Japan retail sales up for 9th month led by tourism help
Japanese retail sales rose for a ninth straight month in November, data showed on Tuesday, as the lifting of COVID-19 border controls and the government's domestic travel subsidy helped consumer demand.
Japanese retail sales rose for a ninth straight month in November, data showed on Tuesday, as the lifting of COVID-19 border controls and the government's domestic travel subsidy helped consumer demand.
But from the previous month, sales fell from October, with price increases in daily necessities weighing on Japanese households as the nation's core consumer inflation rate hit a fresh 40-year high, indicating price hikes were broadening.
A recovery in private consumption, which makes up more than half of Japan's economy, is key to driving growth in the economy, which unexpectedly shrank in the third quarter.
Retail sales grew 2.6% from the year earlier but short of a median forecast of 3.7%. The pace of annual growth in sales, a barometer of private consumption, slowed from 4.4% in October and 4.8% in September.
On a seasonally adjusted basis, retail sales slipped 1.1% in November from the previous month, down for the first time in five months.
Data showed last week that visitor arrivals to Japan jumped to nearly 1 million in November, the first full month after the country scrapped COVID-19 curbs that effectively halted tourism for more than two years.
A government domestic travel subsidy campaign to help the pandemic-hit tourism industry, which started in mid-October, also encouraged people to spend on travel and travel goods.
Separate data showed Japan's jobless rate fell to 2.5% in November, in line with a forecast in a Reuters poll, and down from 2.6% in October.
The jobs-to-applicants ratio, a key gauge of job availability, was at 1.35, unchanged from October and holding at the highest level since March 2020.
Bank of Japan Governor Haruhiko Kuroda on Monday voiced hope that intensifying labour shortages would prod firms to raise wages, while he brushed aside the chance of a near-term exit from ultra-loose monetary policy.
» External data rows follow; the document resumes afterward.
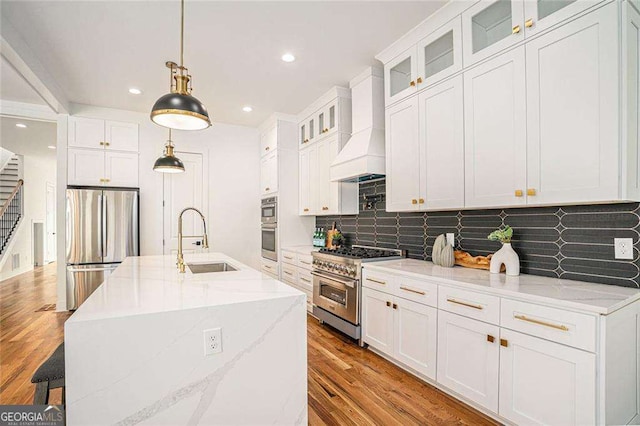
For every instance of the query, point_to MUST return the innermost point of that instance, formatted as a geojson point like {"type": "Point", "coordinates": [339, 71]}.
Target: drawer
{"type": "Point", "coordinates": [305, 261]}
{"type": "Point", "coordinates": [289, 257]}
{"type": "Point", "coordinates": [290, 273]}
{"type": "Point", "coordinates": [305, 279]}
{"type": "Point", "coordinates": [557, 325]}
{"type": "Point", "coordinates": [469, 304]}
{"type": "Point", "coordinates": [378, 281]}
{"type": "Point", "coordinates": [416, 290]}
A higher inflation rate could also prompt firms to shift towards wage increases. Canon Inc plans to raise its base salary for the first time in 20 years, the Nikkei business daily reported on its website on Monday.
Japan's economy unexpectedly shrank in the third quarter, as global recession risk, China's faltering economy, a weak yen and higher import costs hurt consumption and businesses.
The government last week revised up its growth forecast for the next fiscal year to 1.5%, from a 1.1 % expansion in the previous forecast from July.